When it comes to African-Americans, Democratic gubernatorial candidate Wendy Davis is making it clear that one of her number one priorities are to listen and hear the voices and issues from every sector of the Black community.
“We will not leave anyone out of this campaign,” Davis said in an exclusive interview with the African-American News&Issues. “I want to be in touch with the people. I want to hear them speak and I am very interested in listening to all their ideas, and concerns.”
Davis is locked into a tight battle with Republican nominee and current Texas Attorney General Greg Abbott that is expected to go down to the wire.
Davis, is trying to make history and be the first woman governor of the state since Ann Richards election in 1990. – A feat that will set Texas politics on its ears.
However, the issue is making history is not on Davis’s mind. It is reaching out to the community and finding a way to connect her message with African-Americans and others and have that message reflect the voices of the people from every community.
“The African American vote is very important to me,” she said. “We will boost our exposure and presence in African-American newspapers and on radio. We are also seeking visits to African-American churches throughout each city and community.”
She describes herself as a candidate who not only understands, but also has experienced many of the challenges that face the poor, disadvantages and working class Texans.
Davis said she would make every effort to ensure voters feel a part of her campaign.
“It is not about me talking to people and only communicating my ideas and platforms. It’s about using the power of listening,” she said. “Each time I go to a different community or speak to groups I learn something new. It is exciting because you learn and are able to consider something important that you have not thought of before. My hope is to get in front of as many people as possible to have that type of conversation.”
Raised by a single mother, She began working after school at age 14 to help support her mom and three siblings. By 19, she was on her way to becoming a single mother, working two jobs just to make ends meet.
Knowing that education was the only path to creating a better life for her young daughter, she enrolled at Tarrant County Community College. After two years, she transferred to Texas Christian University.
With the help of academic scholarships, student loans, and state and federal grants, Davis became the first person in her family to earn a bachelor’s degree, graduated first in her class, and went on to Harvard Law School.
After graduating with honors from Harvard Law, She helped grow a successful business in Fort Worth and served nine years on the Fort Worth City Council, where she was recognized as a leader on economic development issues. As chair of the City’s Economic Development Committee, Davis helped create numerous public-private partnerships and successfully helped bring thousands of new jobs to Tarrant County.
She was elected to the Texas Senate in 2008, defeating a longtime incumbent in a race widely considered one of the biggest upsets in Texas politics in recent years.
She said she hopes to use a similar strategy to reach African-Americans in the way she did during her State Senate Campaign in Fort Worth.
“I also knocked on a lot of doors during my Senate campaign and it was a helpful way for me to take my message straight to the people,” she said. “Now that I am running statewide, I am going to need a lot of help to knock on all the doors in the communities we will visit.”
Part of her on the road message includes economic development and jobs for underdeveloped and disadvantaged communities.
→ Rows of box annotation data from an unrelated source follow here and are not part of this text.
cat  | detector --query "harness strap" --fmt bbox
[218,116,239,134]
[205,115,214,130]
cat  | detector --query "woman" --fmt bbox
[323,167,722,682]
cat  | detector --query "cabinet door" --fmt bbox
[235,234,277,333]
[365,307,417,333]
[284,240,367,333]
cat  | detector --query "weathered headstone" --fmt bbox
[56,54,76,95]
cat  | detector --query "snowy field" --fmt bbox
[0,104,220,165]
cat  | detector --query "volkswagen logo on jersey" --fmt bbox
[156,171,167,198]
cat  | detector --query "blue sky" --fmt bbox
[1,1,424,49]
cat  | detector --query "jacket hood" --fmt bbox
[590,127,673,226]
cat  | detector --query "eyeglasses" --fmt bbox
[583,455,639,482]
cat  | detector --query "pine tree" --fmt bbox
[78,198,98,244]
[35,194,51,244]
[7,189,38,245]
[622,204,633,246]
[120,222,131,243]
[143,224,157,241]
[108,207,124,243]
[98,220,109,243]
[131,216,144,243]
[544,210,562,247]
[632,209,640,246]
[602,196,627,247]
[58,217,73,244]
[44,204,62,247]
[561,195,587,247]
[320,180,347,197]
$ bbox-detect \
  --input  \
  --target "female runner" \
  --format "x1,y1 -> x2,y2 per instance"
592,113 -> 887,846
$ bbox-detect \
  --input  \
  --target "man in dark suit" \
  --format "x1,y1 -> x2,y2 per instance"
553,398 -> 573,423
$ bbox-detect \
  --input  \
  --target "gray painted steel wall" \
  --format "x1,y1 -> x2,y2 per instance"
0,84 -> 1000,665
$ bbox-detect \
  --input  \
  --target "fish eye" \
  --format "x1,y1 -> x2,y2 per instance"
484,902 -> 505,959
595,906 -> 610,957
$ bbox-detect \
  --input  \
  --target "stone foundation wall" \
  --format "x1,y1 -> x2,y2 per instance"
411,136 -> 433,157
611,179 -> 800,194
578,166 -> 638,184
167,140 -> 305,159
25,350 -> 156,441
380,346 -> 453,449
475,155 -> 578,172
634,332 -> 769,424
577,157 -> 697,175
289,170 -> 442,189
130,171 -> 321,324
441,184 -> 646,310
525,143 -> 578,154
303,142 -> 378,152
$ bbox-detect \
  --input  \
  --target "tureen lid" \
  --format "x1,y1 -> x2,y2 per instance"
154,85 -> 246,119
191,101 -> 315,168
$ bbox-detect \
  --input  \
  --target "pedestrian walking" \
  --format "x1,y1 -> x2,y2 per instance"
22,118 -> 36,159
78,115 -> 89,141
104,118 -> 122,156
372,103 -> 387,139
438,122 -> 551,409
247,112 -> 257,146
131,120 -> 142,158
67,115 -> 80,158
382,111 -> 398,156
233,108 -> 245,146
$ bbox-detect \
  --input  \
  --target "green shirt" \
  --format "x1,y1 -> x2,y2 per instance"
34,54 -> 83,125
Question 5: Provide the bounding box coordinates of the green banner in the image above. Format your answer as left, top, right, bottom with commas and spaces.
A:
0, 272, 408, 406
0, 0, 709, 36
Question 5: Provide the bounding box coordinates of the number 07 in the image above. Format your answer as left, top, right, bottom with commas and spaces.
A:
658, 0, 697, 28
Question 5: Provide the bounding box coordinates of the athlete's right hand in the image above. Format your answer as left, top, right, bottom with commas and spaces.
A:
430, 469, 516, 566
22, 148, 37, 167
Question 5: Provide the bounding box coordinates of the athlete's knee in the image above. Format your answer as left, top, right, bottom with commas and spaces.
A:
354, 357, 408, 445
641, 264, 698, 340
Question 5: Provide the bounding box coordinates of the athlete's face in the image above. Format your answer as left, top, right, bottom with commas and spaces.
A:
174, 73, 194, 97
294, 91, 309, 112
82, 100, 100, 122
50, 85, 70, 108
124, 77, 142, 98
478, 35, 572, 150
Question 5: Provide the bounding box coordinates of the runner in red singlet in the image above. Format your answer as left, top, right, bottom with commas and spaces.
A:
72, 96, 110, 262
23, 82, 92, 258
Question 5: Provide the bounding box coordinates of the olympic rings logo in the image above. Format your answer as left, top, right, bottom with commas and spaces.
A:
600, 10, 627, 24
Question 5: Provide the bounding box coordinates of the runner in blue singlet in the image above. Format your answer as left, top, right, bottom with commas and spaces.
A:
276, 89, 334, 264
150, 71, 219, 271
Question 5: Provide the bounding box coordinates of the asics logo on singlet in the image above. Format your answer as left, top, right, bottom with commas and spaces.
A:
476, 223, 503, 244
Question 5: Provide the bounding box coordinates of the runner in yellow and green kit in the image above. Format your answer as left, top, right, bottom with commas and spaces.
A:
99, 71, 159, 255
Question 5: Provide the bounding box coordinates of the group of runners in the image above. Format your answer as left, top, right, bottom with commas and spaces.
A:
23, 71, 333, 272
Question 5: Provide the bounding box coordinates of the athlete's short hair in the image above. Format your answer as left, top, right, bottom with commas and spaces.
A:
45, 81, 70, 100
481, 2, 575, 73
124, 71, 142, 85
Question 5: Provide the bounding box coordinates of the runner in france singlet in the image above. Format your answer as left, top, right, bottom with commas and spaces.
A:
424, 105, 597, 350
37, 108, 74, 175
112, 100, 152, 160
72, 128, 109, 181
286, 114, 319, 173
Improvements to public education system and preparing economically underdeveloped areas by finding solutions to build them up are at the top of Davis priorities to address the issues.
While serving on the Fort Worth City Council, Wendy took the lead on economic development. Working with community, political, and business leaders, her efforts yielded $260 million in new investment, thousands of jobs, and revitalized communities.
While a state senator, she authored a bill to put “Texas Jobs First” requiring the state government, when possible, to give Texas companies the first opportunity at contracts, and passed legislation requiring the Department of Transportation to grant preference to local contractors for certain Texas road projects.
Davis has also pushed for and supported policies that would create jobs for our service men and women upon their re-entry into civilian life and make sure that veterans, service members, and their families are provided every opportunity for a quality education.
On education, Davis said too many of our public schools and universities are overcrowded and under funded and too many of students end up never graduating from high school.
Davis has fought to improve public schools by reducing the number of standardized tests students are forced to take, and by negotiating the first cost-of-living increase for retired teachers in more than a decade.
In 2011, Wendy filibustered a budget that cut over $5 billion from education funding and she has continued to fight tirelessly to restore that funding to education.
“We need a 21st Century education system that is going to equip our young people for jobs in the 21st Century,” she said. “We also need to use economic development tools and expertise to develop partnerships and investments being sensitive to the needs of each community and studying those needs and finding ways to provide opportunities.”
Davis said she hopes that African-Americans will be open and candid with her on issues affecting their communities.
Some other issues that may come up on the campaign trail include issues in the criminal justice system, prison reform and execution case reviews, school closings and the gentrification of African-American communities in inner city neighborhoods.